Interview with Robert Rodriguez

After mastering sky and sea, "Spy Kids" takes on the Net.

As if writing, directing, and editing the bratty sleuth hit Spy Kids weren’t enough, Robert Rodriguez is also master-minding the movie’s website (spykids.com). Designed to simulate the gadget-happy feel of the film, it lets visitors access the OSS Database, glide underwater in a Super Guppy, and page through the essential ”Spy Manual.” And while most movie sites go into hibernation after the opening weekend, Rodriguez says the digital arm of his franchise is just now getting exciting. We asked him to leak us some of the top secret details.

What will you add to the site between now and the sequel next summer?

I get certain questions from adult interviewers, but kids ask me different questions completely. One interviewer was actually an 11-year-old. She thought a lot of what happened on the screen was real. She said, ”Did you really drop the little boy?” I was like, I need to create a little film school for kids. I’m going to start filtering a lot of that on the website so that people can come figure out how to make their own home movies. There were a lot of home-movie-type techniques in this thing. I mean I edited it in my garage.

There are over 500 special effects in the film. How did you do all that from your garage?

The first thing you would normally do is hire a Hollywood effects supervisor to come in. I didn’t hire that person. I have a computer hooked up to the Internet so I can communicate with the company I used, called Hybride. They did the effects for me in The Faculty, and they did 95 percent of the effects for Spy Kids all from a little house outside of Montreal.

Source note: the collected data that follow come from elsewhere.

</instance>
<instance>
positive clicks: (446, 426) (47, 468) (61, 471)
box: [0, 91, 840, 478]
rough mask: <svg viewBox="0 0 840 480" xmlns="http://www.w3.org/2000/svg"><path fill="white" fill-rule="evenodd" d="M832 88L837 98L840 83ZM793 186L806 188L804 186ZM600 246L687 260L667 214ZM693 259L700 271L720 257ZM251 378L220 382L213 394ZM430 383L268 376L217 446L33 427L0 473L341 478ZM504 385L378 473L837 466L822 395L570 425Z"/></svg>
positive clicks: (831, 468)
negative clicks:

And I could see them, and they could see me on the computer. It’s like videoconference, but really cool, because we shared a tablet so I could draw on a shot we were watching in real time and say, ”Oh, no, this plane has to go that way.” I could just cut out all the middlemen and get it done so much cheaper and faster that way.

Are your kids making movies yet?

My oldest kid is only 5. But whenever we go to the park I’ll film it like an action movie. And then we’ll come home and add special effects and sound effects and then watch it. Their memories are completely altered. They think bumper cars sound like a demolition derby now, because I added sound effects and music to it, and it just sounds like we’re slamming and crashing. When they go back and [ride in the bumper cars again, they’re going to be so disappointed that it’s silent.]